Deploying machine learning models as serverless APIs

Machine learning (ML) practitioners gather data, design algorithms, run experiments, and evaluate the results. After you create an ML model, you face another problem: serving predictions at scale cost-effectively.

Serverless technology empowers you to serve your model predictions without worrying about how to manage the underlying infrastructure. Services like AWS Lambda only charge for the amount of time that you run your code, which allows for significant cost savings. Depending on latency and memory requirements, AWS Lambda can be an excellent choice for easily deploying ML models. This post provides an example of how to easily expose your ML model to end-users as a serverless API.

About this blog post
time to read	5 minutes
Time to complete	15 minutes
Cost to complete	Free Tier or Under $1 (at publication time)
Learning level	Intermediate (200)

Prerequisites

To implement this solution, you must have an AWS account with access to the following services:

Overview of solution

The following diagram illustrates the architecture of this solution.

The solution employs the following services:

AWS Lambda – Lets you run ML inference code without provisioning or managing servers and only paying for the time it takes to run. The Lambda function loads a deep learning model and detects objects in an image. Lambda layers contain packaged code that you can import across several functions.
AWS CodeBuild – Lets you run commands that install the required dependencies for the application and upload the Lambda layer packages to Amazon S3. The template builds packages commonly used in ML, including Apache MXNet, Keras-MXNet, Scikit-Learn, PIL, GluonCV, and GluonNLP. You only incur charges for the number of minutes that it takes for the build process to complete.
Amazon S3 – Stores the layer packages and also the front-end site that lets you test a deep learning object detection model.
Amazon API Gateway – Provides a REST API for your front end to interface with your deep learning Lambda function.
Amazon CloudFront – Serves your static front-end site from Amazon S3. This lets you upload a URL of an image and see what objects the model detects.

Building the API

Launch the following CloudFormation template to build an example of a serverless ML API in US-East-1 or use this URL to launch it in your Region.

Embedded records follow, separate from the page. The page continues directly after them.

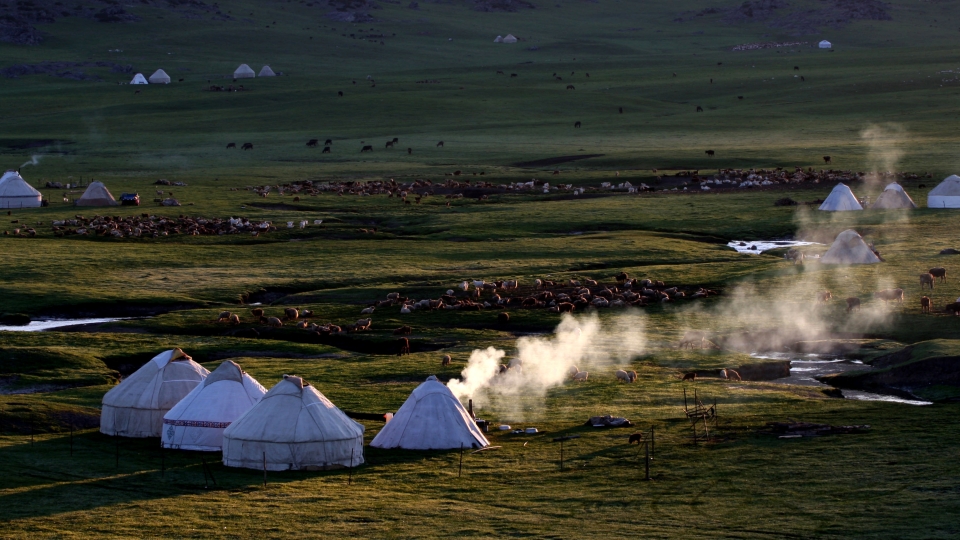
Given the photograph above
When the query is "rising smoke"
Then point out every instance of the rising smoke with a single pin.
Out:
(545, 361)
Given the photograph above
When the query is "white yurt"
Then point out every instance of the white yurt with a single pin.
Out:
(198, 421)
(244, 72)
(135, 407)
(15, 192)
(849, 248)
(893, 197)
(840, 199)
(293, 427)
(96, 194)
(159, 77)
(432, 418)
(946, 194)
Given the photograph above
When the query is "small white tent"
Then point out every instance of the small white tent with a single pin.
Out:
(198, 421)
(294, 427)
(159, 77)
(243, 72)
(432, 418)
(96, 194)
(946, 194)
(893, 196)
(849, 248)
(135, 407)
(15, 192)
(840, 199)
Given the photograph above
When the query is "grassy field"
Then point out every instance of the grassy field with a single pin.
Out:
(886, 99)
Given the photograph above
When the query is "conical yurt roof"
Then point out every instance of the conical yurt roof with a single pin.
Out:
(893, 196)
(159, 77)
(841, 199)
(432, 418)
(15, 192)
(96, 194)
(293, 427)
(849, 248)
(243, 72)
(198, 421)
(135, 407)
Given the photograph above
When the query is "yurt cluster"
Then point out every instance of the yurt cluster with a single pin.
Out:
(292, 426)
(243, 72)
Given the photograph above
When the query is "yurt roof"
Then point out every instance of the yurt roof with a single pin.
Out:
(432, 418)
(849, 248)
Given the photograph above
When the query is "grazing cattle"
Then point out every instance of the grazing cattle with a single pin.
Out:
(403, 346)
(888, 295)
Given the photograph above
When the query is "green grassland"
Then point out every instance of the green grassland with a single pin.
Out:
(893, 77)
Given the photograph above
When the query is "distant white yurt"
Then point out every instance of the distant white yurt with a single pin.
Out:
(840, 199)
(198, 421)
(893, 197)
(96, 194)
(849, 248)
(135, 407)
(159, 77)
(15, 192)
(244, 72)
(432, 418)
(946, 194)
(293, 427)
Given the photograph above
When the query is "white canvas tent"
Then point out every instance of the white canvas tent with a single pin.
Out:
(946, 194)
(159, 77)
(243, 72)
(96, 194)
(849, 248)
(198, 421)
(840, 199)
(15, 192)
(432, 418)
(893, 197)
(135, 407)
(294, 427)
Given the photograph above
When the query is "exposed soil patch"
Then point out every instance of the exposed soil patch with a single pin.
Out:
(554, 161)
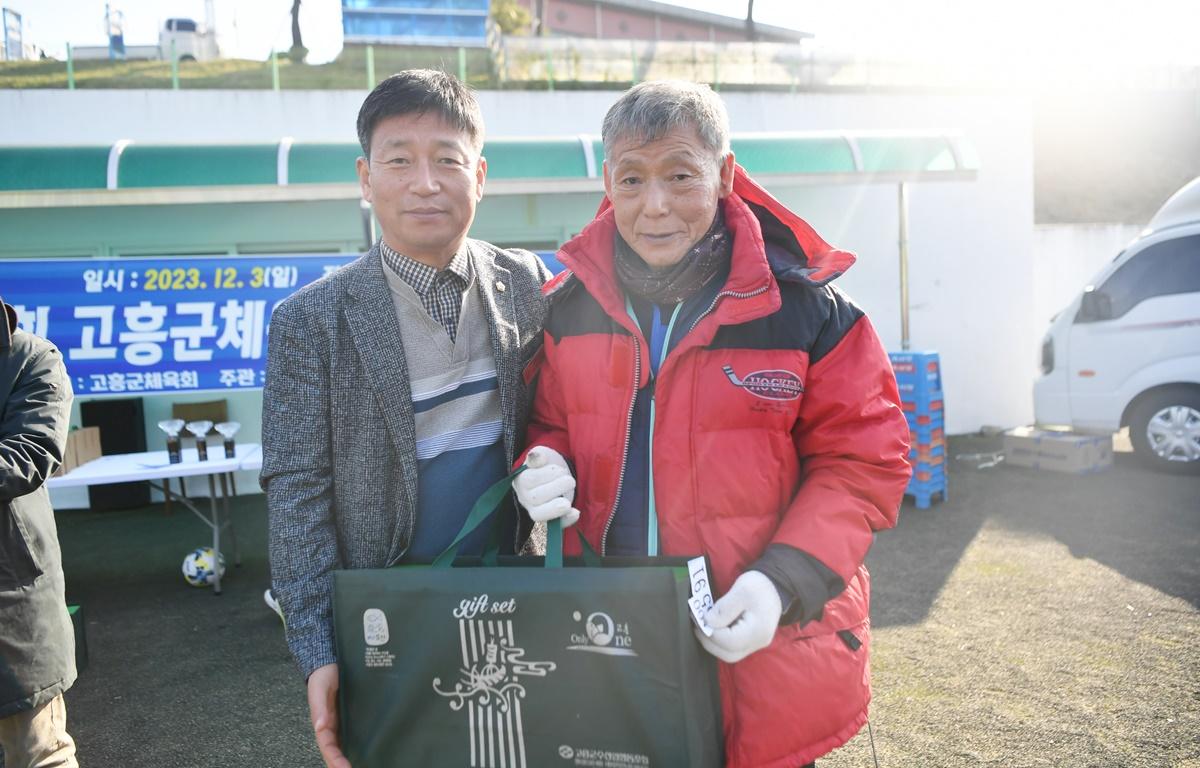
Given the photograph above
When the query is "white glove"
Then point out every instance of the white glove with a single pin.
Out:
(744, 621)
(546, 489)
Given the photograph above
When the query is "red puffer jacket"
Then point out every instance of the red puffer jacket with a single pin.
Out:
(777, 421)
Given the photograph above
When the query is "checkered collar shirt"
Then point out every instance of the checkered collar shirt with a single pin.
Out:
(441, 291)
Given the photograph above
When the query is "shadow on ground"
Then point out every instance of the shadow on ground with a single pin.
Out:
(1140, 523)
(180, 677)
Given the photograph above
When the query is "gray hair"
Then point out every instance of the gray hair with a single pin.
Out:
(649, 111)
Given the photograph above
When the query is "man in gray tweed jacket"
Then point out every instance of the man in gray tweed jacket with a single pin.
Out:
(394, 390)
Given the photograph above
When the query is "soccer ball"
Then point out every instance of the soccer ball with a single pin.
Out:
(198, 567)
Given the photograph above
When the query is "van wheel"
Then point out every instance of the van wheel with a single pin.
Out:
(1165, 431)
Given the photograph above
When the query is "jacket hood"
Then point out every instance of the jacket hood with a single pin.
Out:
(799, 253)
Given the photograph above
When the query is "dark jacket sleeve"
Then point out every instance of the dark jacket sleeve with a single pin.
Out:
(34, 424)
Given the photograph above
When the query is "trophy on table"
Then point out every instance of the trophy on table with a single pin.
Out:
(201, 429)
(174, 449)
(227, 430)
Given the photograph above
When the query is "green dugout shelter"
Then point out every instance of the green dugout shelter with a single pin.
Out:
(141, 199)
(135, 199)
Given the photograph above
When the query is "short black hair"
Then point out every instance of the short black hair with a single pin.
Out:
(418, 91)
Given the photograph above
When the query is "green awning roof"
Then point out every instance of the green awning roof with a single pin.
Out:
(835, 157)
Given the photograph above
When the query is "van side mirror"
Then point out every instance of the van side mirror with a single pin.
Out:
(1095, 306)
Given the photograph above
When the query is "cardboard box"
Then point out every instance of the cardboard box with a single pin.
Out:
(1059, 451)
(83, 445)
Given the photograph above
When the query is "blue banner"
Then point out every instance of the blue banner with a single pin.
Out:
(143, 325)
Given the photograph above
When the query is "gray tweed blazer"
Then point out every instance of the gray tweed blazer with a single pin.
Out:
(339, 433)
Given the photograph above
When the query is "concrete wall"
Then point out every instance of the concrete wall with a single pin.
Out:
(973, 283)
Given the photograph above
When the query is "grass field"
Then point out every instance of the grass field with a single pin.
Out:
(348, 71)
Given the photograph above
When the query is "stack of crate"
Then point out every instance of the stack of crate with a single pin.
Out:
(919, 377)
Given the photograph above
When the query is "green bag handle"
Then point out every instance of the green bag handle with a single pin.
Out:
(483, 509)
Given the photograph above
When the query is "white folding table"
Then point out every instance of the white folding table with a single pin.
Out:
(153, 466)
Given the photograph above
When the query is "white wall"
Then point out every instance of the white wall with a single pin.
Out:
(971, 244)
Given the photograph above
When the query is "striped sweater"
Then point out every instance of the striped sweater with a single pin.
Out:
(456, 402)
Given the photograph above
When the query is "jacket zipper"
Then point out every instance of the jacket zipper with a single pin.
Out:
(736, 294)
(624, 453)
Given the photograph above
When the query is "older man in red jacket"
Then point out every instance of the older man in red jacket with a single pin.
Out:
(705, 389)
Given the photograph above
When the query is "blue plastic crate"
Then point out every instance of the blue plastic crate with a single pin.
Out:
(917, 371)
(925, 451)
(924, 401)
(931, 420)
(923, 498)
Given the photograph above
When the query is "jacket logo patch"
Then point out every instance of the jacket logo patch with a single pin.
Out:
(768, 384)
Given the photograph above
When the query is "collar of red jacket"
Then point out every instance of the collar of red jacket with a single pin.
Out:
(797, 252)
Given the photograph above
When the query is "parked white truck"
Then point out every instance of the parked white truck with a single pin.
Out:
(1126, 352)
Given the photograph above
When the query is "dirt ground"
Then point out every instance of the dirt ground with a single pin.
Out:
(1038, 619)
(1031, 619)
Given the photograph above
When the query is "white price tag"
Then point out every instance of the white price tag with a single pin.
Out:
(701, 594)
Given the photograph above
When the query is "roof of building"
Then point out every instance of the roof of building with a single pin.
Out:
(703, 17)
(132, 173)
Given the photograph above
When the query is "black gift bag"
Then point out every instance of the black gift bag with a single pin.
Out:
(523, 663)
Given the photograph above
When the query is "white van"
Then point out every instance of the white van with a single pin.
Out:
(1127, 351)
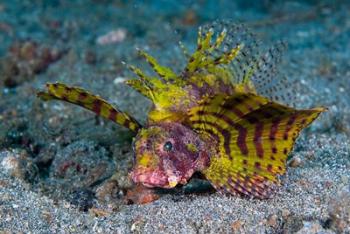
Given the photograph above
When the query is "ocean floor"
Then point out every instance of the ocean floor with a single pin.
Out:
(64, 170)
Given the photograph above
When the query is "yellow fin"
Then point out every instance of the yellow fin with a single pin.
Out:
(254, 137)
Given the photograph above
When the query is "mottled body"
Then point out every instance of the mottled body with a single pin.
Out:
(220, 117)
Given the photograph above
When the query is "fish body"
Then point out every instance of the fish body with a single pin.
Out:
(221, 117)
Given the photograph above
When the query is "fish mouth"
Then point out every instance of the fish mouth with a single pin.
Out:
(153, 178)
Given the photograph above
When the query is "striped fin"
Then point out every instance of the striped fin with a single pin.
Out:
(89, 101)
(254, 137)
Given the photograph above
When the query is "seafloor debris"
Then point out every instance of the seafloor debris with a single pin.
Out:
(222, 116)
(24, 60)
(114, 36)
(339, 211)
(19, 164)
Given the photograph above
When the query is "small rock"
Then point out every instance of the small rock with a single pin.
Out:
(236, 226)
(312, 228)
(83, 199)
(108, 191)
(17, 163)
(115, 36)
(272, 220)
(339, 211)
(80, 165)
(285, 213)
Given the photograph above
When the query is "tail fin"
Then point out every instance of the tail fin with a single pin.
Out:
(89, 101)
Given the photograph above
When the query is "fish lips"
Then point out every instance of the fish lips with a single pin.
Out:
(154, 178)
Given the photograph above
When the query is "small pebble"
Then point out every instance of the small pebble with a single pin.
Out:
(115, 36)
(272, 220)
(295, 162)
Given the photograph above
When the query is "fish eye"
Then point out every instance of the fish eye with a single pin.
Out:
(168, 146)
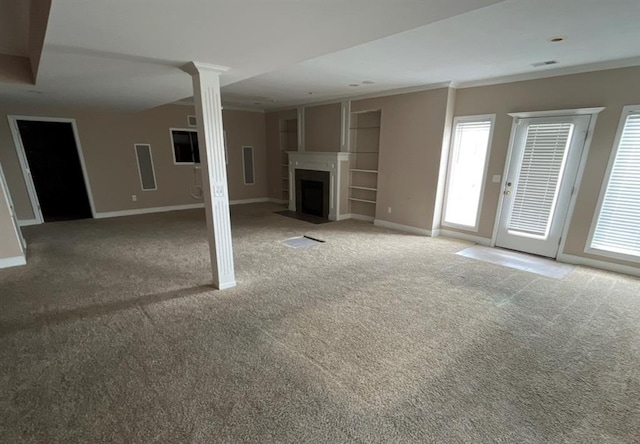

You can use this example as a starting point for deploying custom ML models or artifacts created by many built-in Amazon SageMaker algorithms. The CloudFormation template also provides a front end that detects objects in images provided by the user.

Launching the API

After you launch the CloudFormation template, you can use the default settings or customize the deployment by providing a different path for the AWS Lambda inference code and Amazon S3 front end. In the front-end code, replace the text API_GATEWAY_ENDPOINT_URL with the URL for the API Gateway endpoint by AWS CloudFormation.

After you create the CloudFormation stack, you can find the link to the site for detecting custom objects on the Outputs tab on the AWS CloudFormation console.

The link leads to a simple website where you can enter the URL of an image and see the objects that the model detected. The following screenshot shows an example image with highlighted objects.

In this post, an object detection model from GluonCV performs inference on images. To deploy custom models, you can include code for the Lambda function to download the model, as in the preceding object detection example. Alternatively, you can improve latency by including the model parameter files directly in the AWS Lambda code package, as in the following example.

Customizing the API

To deploy a custom model, complete the following steps:

On the AWS Lambda console, choose the function with the format serverless-ml-Inference-xxxxxxxxxxxx. The following code shows that inference is performed with fewer than 25 lines of code:

from mxnet.image import imdecode
from gluoncv import model_zoo, data, utils
import requests
from io import BytesIO
import json
import base64

net = model_zoo.get_model('yolo3_mobilenet1.0_coco', pretrained=True, root='/tmp/')

def lambda_handler(event, context):
    try:
        url = event['img_url']
        response = requests.get(url)
        img = imdecode(response.content)
        x, img = data.transforms.presets.yolo.transform_test([img], short=320)
        class_IDs, scores, bounding_boxs = net(x)
        output = utils.viz.plot_bbox(img, bounding_boxs[0], scores[0],
                            class_IDs[0], class_names=net.classes)
        output.axis('off')
        f = BytesIO()
        output.figure.savefig(f, format='jpeg', bbox_inches='tight')
        return base64.b64encode(f.getvalue())
    except Exception as e:
        raise Exception('ProcessingError')

Instead of performing object detection, you can upload custom inference code with a custom model trained from the Amazon SageMaker example in the following GitHub repo. This detects whether a sentence has positive or negative sentiment.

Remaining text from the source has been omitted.